Captain America: Civil War, out in international theaters this week and in U.S. theaters May 6, holds the heroes accountable for the mass destruction caused by their efforts to save the planet. Last year's Avengers: Age of Ultron ended with an entire town being lifted into the air.

In Civil War, Chris Evans' Captain America fights for superheroes to govern themselves and goes head to head with his former ally, Robert Downey Jr.'s Iron Man, who wants the heroes to be governed by the United Nations.

"We like to liken it to a fight at a wedding," said Joe Russo, who co-directed the film with his brother Anthony Russo.

"It's something that's been brewing in a family for some time and something happens that instigates a fallout amongst all of the characters so relevancy and topicality are really important to us because it makes the audience feel like it's part of their world."

Comic-book writer Stan Lee signs autographs as he arrives at the Los Angeles premiere of "Captain America: Civil War" at the Dolby Theatre, April 12, 2016.

Comic-book writer Stan Lee signs autographs as he arrives at the Los Angeles premiere of "Captain America: Civil War" at the Dolby Theatre, April 12, 2016.

Civil War sees Captain America's best friend the Winter Soldier (Sebastian Stan) seemingly cause massive acts of destruction.

A divided superhero camp mirrors the complexities of the current U.S. political stage, Evans said.

"Even in American politics, no one is right or wrong.
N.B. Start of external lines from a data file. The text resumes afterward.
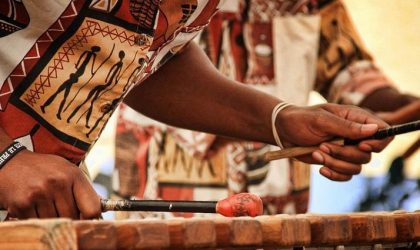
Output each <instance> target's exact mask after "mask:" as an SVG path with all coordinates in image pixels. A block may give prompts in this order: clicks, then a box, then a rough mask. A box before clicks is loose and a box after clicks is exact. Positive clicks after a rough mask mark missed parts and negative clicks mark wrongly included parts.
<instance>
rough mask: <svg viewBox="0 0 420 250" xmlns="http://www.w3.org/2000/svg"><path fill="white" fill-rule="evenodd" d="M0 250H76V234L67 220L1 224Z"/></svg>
mask: <svg viewBox="0 0 420 250" xmlns="http://www.w3.org/2000/svg"><path fill="white" fill-rule="evenodd" d="M0 249H5V250H6V249H7V250H10V249H14V250H20V249H40V250H41V249H42V250H43V249H48V250H50V249H54V250H55V249H57V250H61V249H69V250H71V249H77V240H76V232H75V230H74V229H73V227H72V222H71V221H70V220H67V219H55V220H26V221H15V222H2V223H0Z"/></svg>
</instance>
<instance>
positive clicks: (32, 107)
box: [0, 0, 390, 219]
mask: <svg viewBox="0 0 420 250" xmlns="http://www.w3.org/2000/svg"><path fill="white" fill-rule="evenodd" d="M221 4H222V1H218V0H203V1H195V0H179V1H178V0H177V1H155V0H130V1H128V0H119V1H108V0H100V1H90V0H78V1H71V0H40V1H25V0H23V1H1V2H0V11H1V12H2V15H0V18H1V19H4V20H6V21H7V22H6V21H5V22H3V23H7V25H5V26H1V29H2V30H3V31H4V32H2V33H1V35H2V36H1V38H0V51H1V55H2V56H1V58H0V62H1V69H0V76H1V79H0V82H1V83H2V84H1V86H0V94H1V95H0V104H1V105H0V110H1V112H0V127H1V129H0V138H1V140H0V149H1V157H0V168H1V169H0V207H1V208H3V209H6V210H7V211H8V212H9V215H10V216H11V217H16V218H20V219H23V218H33V217H39V218H47V217H69V218H74V219H79V218H83V219H90V218H97V217H98V216H99V215H100V213H101V205H100V198H99V196H98V195H97V194H96V193H95V191H94V190H93V188H92V186H91V184H90V182H89V181H88V180H87V178H85V175H84V174H83V169H82V168H78V167H77V166H78V164H79V163H80V162H81V161H82V160H83V158H84V157H85V155H86V152H87V151H88V150H89V148H90V147H91V146H92V145H93V144H94V143H95V141H96V140H97V138H98V136H99V135H100V133H101V131H102V129H103V127H104V126H105V124H106V122H107V120H108V119H109V116H110V115H111V113H112V112H110V111H111V110H114V109H115V108H116V104H118V103H119V102H121V101H122V100H124V101H125V102H126V103H127V104H128V105H130V106H131V107H132V108H134V109H135V110H137V111H139V112H141V113H143V114H145V115H147V116H150V117H152V118H154V119H157V120H160V121H162V122H165V123H168V124H171V125H173V126H178V127H185V128H188V129H194V130H200V131H205V132H210V133H214V134H218V135H224V136H228V137H234V138H239V139H244V140H252V141H260V142H264V143H268V144H273V145H274V144H277V145H279V146H284V147H290V146H296V145H299V146H307V145H318V144H321V143H323V142H325V141H328V140H330V139H332V138H334V137H345V138H351V139H357V138H364V137H366V136H370V135H372V134H374V133H375V132H376V131H377V130H378V129H379V128H384V127H387V126H388V124H387V123H385V122H384V121H382V120H381V119H379V118H378V117H376V116H374V115H372V114H371V113H369V112H367V111H364V110H362V109H359V108H356V107H353V106H345V105H336V104H323V105H317V106H311V107H301V106H297V105H289V104H288V103H285V102H283V101H282V100H281V99H279V98H277V97H274V96H271V95H269V94H265V93H263V92H261V91H257V90H255V89H252V88H250V87H248V86H245V85H243V84H238V82H236V81H234V80H231V79H229V78H227V77H225V76H223V75H222V74H220V73H219V72H218V71H217V70H216V69H215V68H214V67H213V66H212V65H211V62H210V61H209V60H208V59H207V57H206V55H205V53H204V52H203V50H202V49H200V48H199V47H198V46H197V45H196V44H194V43H190V41H191V39H192V38H193V37H194V36H195V35H196V34H197V33H198V32H199V31H200V30H201V29H202V28H204V27H205V25H206V24H207V23H208V21H209V19H210V17H211V16H212V15H213V14H214V12H215V11H216V10H217V9H218V8H220V5H221ZM10 10H13V11H10ZM22 13H28V16H29V19H30V20H29V21H27V22H25V25H23V26H22V25H20V22H13V20H15V21H16V20H20V19H19V18H20V15H22ZM139 58H143V59H144V60H139ZM139 62H140V63H141V64H142V65H140V66H141V68H140V69H139V68H138V67H139ZM133 72H136V73H135V74H133V75H132V73H133ZM130 76H131V77H130ZM127 81H129V83H130V85H129V87H126V86H127ZM105 85H106V86H105ZM103 86H105V87H103ZM102 87H103V88H102ZM99 89H100V90H99ZM93 90H95V91H96V90H99V91H96V92H95V95H94V97H93V98H91V99H89V98H88V95H89V97H90V93H92V91H93ZM87 99H89V101H88V102H86V100H87ZM81 104H83V105H82V107H79V105H81ZM75 110H76V112H74V111H75ZM103 114H105V115H103ZM70 115H71V116H72V119H69V116H70ZM389 142H390V139H386V140H367V141H363V142H361V143H360V144H359V145H356V146H328V148H329V150H328V151H326V150H321V149H322V148H323V146H321V149H319V150H317V151H316V152H314V153H313V154H312V155H306V156H304V157H299V160H302V161H304V162H307V163H314V164H323V165H324V167H323V168H321V173H322V174H323V175H324V176H326V177H328V178H330V179H332V180H347V179H349V178H351V176H352V175H354V174H358V173H359V172H360V170H361V164H363V163H366V162H368V161H369V159H370V155H371V153H372V152H378V151H381V150H382V149H383V148H384V147H385V146H386V145H387V144H388V143H389ZM324 146H325V145H324Z"/></svg>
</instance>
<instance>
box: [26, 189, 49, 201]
mask: <svg viewBox="0 0 420 250" xmlns="http://www.w3.org/2000/svg"><path fill="white" fill-rule="evenodd" d="M46 194H47V189H46V188H45V185H37V186H33V187H32V189H31V192H29V193H28V195H27V199H26V200H28V201H29V202H34V201H38V200H43V199H45V198H46V197H47V195H46Z"/></svg>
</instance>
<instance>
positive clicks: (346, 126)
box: [318, 114, 379, 139]
mask: <svg viewBox="0 0 420 250" xmlns="http://www.w3.org/2000/svg"><path fill="white" fill-rule="evenodd" d="M325 119H326V121H325V122H320V123H319V125H318V126H320V127H321V128H322V129H323V130H324V131H325V132H327V133H328V134H330V135H333V136H340V137H344V138H350V139H360V138H364V137H368V136H371V135H373V134H374V133H376V131H378V128H379V126H378V124H376V123H371V124H363V123H359V122H356V121H351V120H346V119H343V118H341V117H339V116H335V115H333V114H328V115H326V117H325Z"/></svg>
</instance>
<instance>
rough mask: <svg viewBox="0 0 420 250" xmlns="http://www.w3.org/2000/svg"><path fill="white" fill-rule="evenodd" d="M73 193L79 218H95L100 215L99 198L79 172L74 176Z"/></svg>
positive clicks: (94, 218)
mask: <svg viewBox="0 0 420 250" xmlns="http://www.w3.org/2000/svg"><path fill="white" fill-rule="evenodd" d="M73 194H74V198H75V201H76V205H77V207H78V208H79V211H80V217H81V218H83V219H97V218H99V217H100V215H101V212H102V209H101V202H100V198H99V196H98V194H97V193H96V192H95V190H94V189H93V187H92V185H91V184H90V183H89V181H88V180H87V179H86V178H85V177H84V176H83V174H82V173H81V172H80V174H79V175H77V176H76V178H75V182H74V185H73Z"/></svg>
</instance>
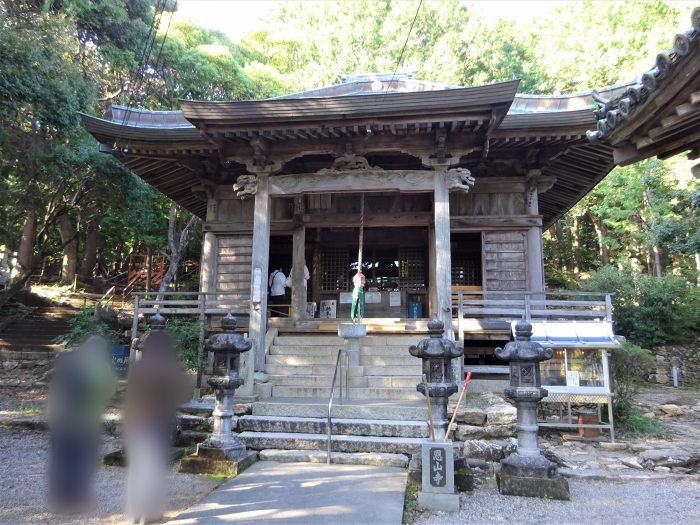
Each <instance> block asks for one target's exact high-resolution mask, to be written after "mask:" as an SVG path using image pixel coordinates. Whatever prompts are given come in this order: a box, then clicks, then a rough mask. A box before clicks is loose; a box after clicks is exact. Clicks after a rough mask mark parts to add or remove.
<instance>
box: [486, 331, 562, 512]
mask: <svg viewBox="0 0 700 525" xmlns="http://www.w3.org/2000/svg"><path fill="white" fill-rule="evenodd" d="M531 337H532V325H531V324H530V323H528V322H527V321H524V320H523V321H518V323H517V324H516V325H515V341H511V342H509V343H508V344H506V345H505V347H503V348H496V351H495V353H496V356H497V357H498V358H499V359H503V360H504V361H508V362H509V364H510V385H509V386H508V387H506V389H505V395H506V397H508V398H510V399H512V400H513V401H515V406H516V408H517V410H518V420H517V425H516V430H517V432H518V450H517V452H515V453H513V454H511V455H510V456H508V457H507V458H505V459H504V460H502V461H501V472H500V474H499V476H498V488H499V490H500V492H501V494H507V495H513V496H530V497H541V498H550V499H561V500H568V499H570V496H569V484H568V482H567V481H566V479H564V478H563V477H562V476H561V475H559V473H558V472H557V466H556V464H555V463H553V462H551V461H549V460H548V459H547V458H545V457H544V456H543V455H542V453H541V451H540V449H539V446H538V444H537V429H538V425H537V404H538V403H539V401H540V400H541V399H542V398H543V397H545V396H546V395H547V390H545V389H544V388H542V381H541V378H540V361H546V360H547V359H551V358H552V349H551V348H543V347H542V345H540V344H539V343H537V342H532V341H531V340H530V338H531Z"/></svg>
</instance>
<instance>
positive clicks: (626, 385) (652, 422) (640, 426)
mask: <svg viewBox="0 0 700 525" xmlns="http://www.w3.org/2000/svg"><path fill="white" fill-rule="evenodd" d="M610 353H611V359H610V364H611V366H610V373H611V375H612V379H613V391H614V392H615V397H614V398H613V415H614V416H615V426H617V427H618V428H619V429H620V430H621V431H622V432H623V433H625V434H628V435H649V436H652V437H661V436H662V435H663V433H664V431H665V429H664V426H663V424H662V423H661V422H660V421H658V420H656V419H654V418H649V417H646V416H645V415H643V414H642V413H641V412H640V411H639V410H638V409H637V408H635V407H634V405H633V401H634V397H635V396H636V395H637V392H638V391H639V387H640V385H641V384H642V383H643V382H644V381H646V380H647V378H648V377H649V374H650V373H651V372H652V371H653V369H654V366H655V360H654V356H653V355H652V353H651V352H650V351H649V350H646V349H644V348H641V347H639V346H637V345H635V344H633V343H627V342H626V343H623V345H622V346H621V347H618V348H613V349H611V351H610Z"/></svg>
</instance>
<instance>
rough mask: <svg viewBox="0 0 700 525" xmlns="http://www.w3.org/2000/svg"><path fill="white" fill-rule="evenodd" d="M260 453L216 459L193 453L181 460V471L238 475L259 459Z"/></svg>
mask: <svg viewBox="0 0 700 525" xmlns="http://www.w3.org/2000/svg"><path fill="white" fill-rule="evenodd" d="M257 457H258V455H257V454H256V453H255V452H253V451H248V452H247V453H246V454H244V455H243V456H241V457H240V458H238V459H237V460H231V459H214V458H209V457H202V456H197V455H196V454H195V455H192V456H187V457H186V458H183V459H182V461H181V462H180V472H183V473H185V474H224V475H226V476H228V477H234V476H238V474H240V473H241V472H243V471H244V470H245V469H247V468H248V467H250V466H251V465H252V464H253V463H255V461H256V460H257Z"/></svg>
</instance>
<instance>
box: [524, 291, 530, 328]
mask: <svg viewBox="0 0 700 525" xmlns="http://www.w3.org/2000/svg"><path fill="white" fill-rule="evenodd" d="M524 314H525V320H526V321H529V320H530V296H529V295H528V294H527V293H526V294H525V312H524Z"/></svg>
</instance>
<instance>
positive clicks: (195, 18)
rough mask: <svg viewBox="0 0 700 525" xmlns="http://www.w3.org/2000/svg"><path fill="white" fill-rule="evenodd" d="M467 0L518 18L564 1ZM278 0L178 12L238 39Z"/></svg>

There's no evil here, we're not fighting Nazis or aliens. This is just a matter of whether we're fighting for our head or our heart," he said.

Moments of levity come courtesy of new additions to the superhero ensemble, namely Paul Rudd's smart-talking Ant-Man and the first appearance of British newcomer Tom Holland's Spider-Man, the latest iteration of the web-slinging hero.

Spider-Man is joining Disney's Marvel cinematic universe as part of a collaborative deal between Walt Disney Co and Sony Pictures, which owns the rights to Spider-Man.

Holland will be swinging his way into 2017's standalone film Spider-Man: Homecoming.

"I like the fact that they're skewing Spider-Man young because that's how he is in the comic books. He's a young kid, and Tom Holland has this really great innocence and naivete but sense of subtle maturity," Evans said.